Students must chose materials and the placement of those materials to insulate and keep thermal energy out of a living space.  These same considerations can be used when building a house or redesigning a house although the same materials wouldn’t be used on a real house. 

  
 
Societal Impact:
 

Although there are a lot of stray dogs the engineering teams will not be constructing actual dog houses to help adopt and remove stray dogs from the streets of local communities.

 

What activities in this Unit apply to societal impact?  

In the Challenge, students must determine ways to better insulate a home or living space.  Better insulated living spaces can reduced energy use for heating/cooling the living space.  Reduced energy use leads to less cost and less carbon dioxide emissions.  

 

Careers:  What careers will you introduce (and how) to the students that are related to the Challenge? (Examples: career research assignment, guest speakers, fieldtrips, Skype with a professional, etc.)

Students will be introduced to civil engineering as a possible career that could lead to cool dog house applications if our city/state decided to build city-run or state-run dog kennels to help curb the stray dog population.  Veterinarians, dog shelter owners, kennel operators would be interested in these designs.

 

Unit Academic Standards:
Next Generation Science Standards (NGSS):

Science and Engineering Practices:

☒ Asking questions (for science) and defining problems (for engineering)
☒ Developing and using models
☒ Planning and carrying out investigations
☒ Analyzing and interpreting data
☒ Obtaining, evaluating, and communicating information
 
Crosscutting Concepts:
☒ Cause and effect
☒ Structure and function
 
Ohio’s New Learning Standards for Science (ONLS):

☒ Designing Technological/Engineering Solutions Using Science concepts (T)

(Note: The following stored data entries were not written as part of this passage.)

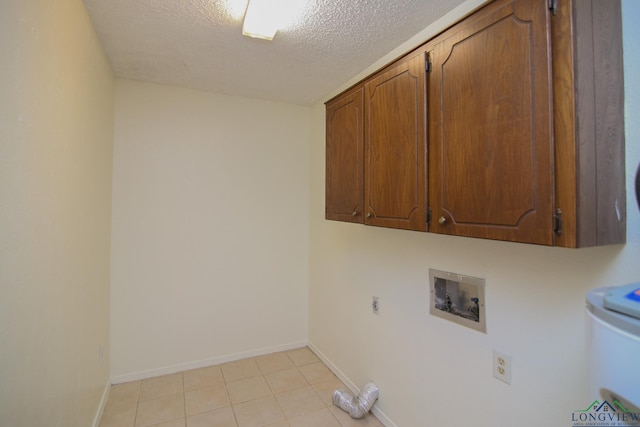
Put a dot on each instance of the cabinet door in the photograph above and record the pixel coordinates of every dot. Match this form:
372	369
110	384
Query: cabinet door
345	132
490	144
395	151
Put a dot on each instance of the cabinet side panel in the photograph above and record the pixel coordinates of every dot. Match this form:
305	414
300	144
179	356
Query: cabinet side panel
564	118
609	122
585	124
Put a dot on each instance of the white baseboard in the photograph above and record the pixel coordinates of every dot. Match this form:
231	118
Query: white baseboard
134	376
381	416
103	402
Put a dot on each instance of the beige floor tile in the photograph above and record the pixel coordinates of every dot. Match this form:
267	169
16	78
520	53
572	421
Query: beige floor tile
202	378
241	369
290	379
119	414
302	356
321	418
316	372
274	362
206	399
346	421
279	424
222	417
125	392
325	389
165	408
248	389
165	385
258	412
175	423
299	402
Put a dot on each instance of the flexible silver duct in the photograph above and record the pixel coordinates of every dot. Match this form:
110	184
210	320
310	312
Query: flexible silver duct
356	407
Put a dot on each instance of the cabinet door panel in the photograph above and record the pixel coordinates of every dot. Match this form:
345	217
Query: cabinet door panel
395	152
490	141
344	188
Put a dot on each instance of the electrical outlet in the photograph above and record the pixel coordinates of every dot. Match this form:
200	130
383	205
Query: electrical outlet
502	367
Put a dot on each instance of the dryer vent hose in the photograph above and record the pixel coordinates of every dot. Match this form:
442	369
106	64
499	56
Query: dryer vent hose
356	407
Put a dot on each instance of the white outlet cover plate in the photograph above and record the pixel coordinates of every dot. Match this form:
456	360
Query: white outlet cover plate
502	367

☒ Demonstrating Science Knowledge (D)

 

Post Implementation- Reflection on the Unit:

During this unit, administrators commented on how engaged the students were.  This is a great, real world activity that gets to the point of describing thermal energy transfer.  Great for teaching that thermal energy travels from hot to colder objects and how coolers keep drinks cold.  Essentially the students are building coolers.  They are attempting to build the best cooler possible with the given supplies.  Students loved hearing how a real cooler actually worked and why it worked that way- great application!

 

  • The aluminum foil and colored felt lab (activity 4.1.2) - Run a more controlled experiment prior to the next time so that an understanding of accurate results can be used.  
  • My students always collect such terrible data (still working on accuracy) that it's tough to make any authentic conclusions from them.  
  • At  the end of the experiment, we should be able to determine if tightly wrapping foil or loosely wrapping foil (creating an air pocket) will keep a piece of cardboard cooler.  We really weren’t able to make a definitive choice based on the data we collected.
  • Use sheets of house insulation (not fibrous, pink kind) to avoid styrofoam balls all over the place
  • Instead of measuring the temperature difference between the inside and the outside measure the temperature rise of the inside this might be a better indicator
  • 3 students per team works better than 4
  • Look for extruded foam to use instead of the bead foam as bead foam is messy
  • Don’t use the word Doghouse so they come up with another type of design
  • Have additional ring stands for light fixtures (more stations) or another method for suspending light fixtures
  • Use a small styrofoam box (an actual cooler) as a control to compare the temperature changes of the student designed dog houses.

 

Pre/ Post Test
 

Additional Resources:

  • Teacher will need an account with Explore Learning.com to access the Gizmo activity on Light Absorption.  This is a very worthwhile program for your district to look into with thousands of math and science interactive simulations.  Another similar site is the PhET site which has similar interactive simulations.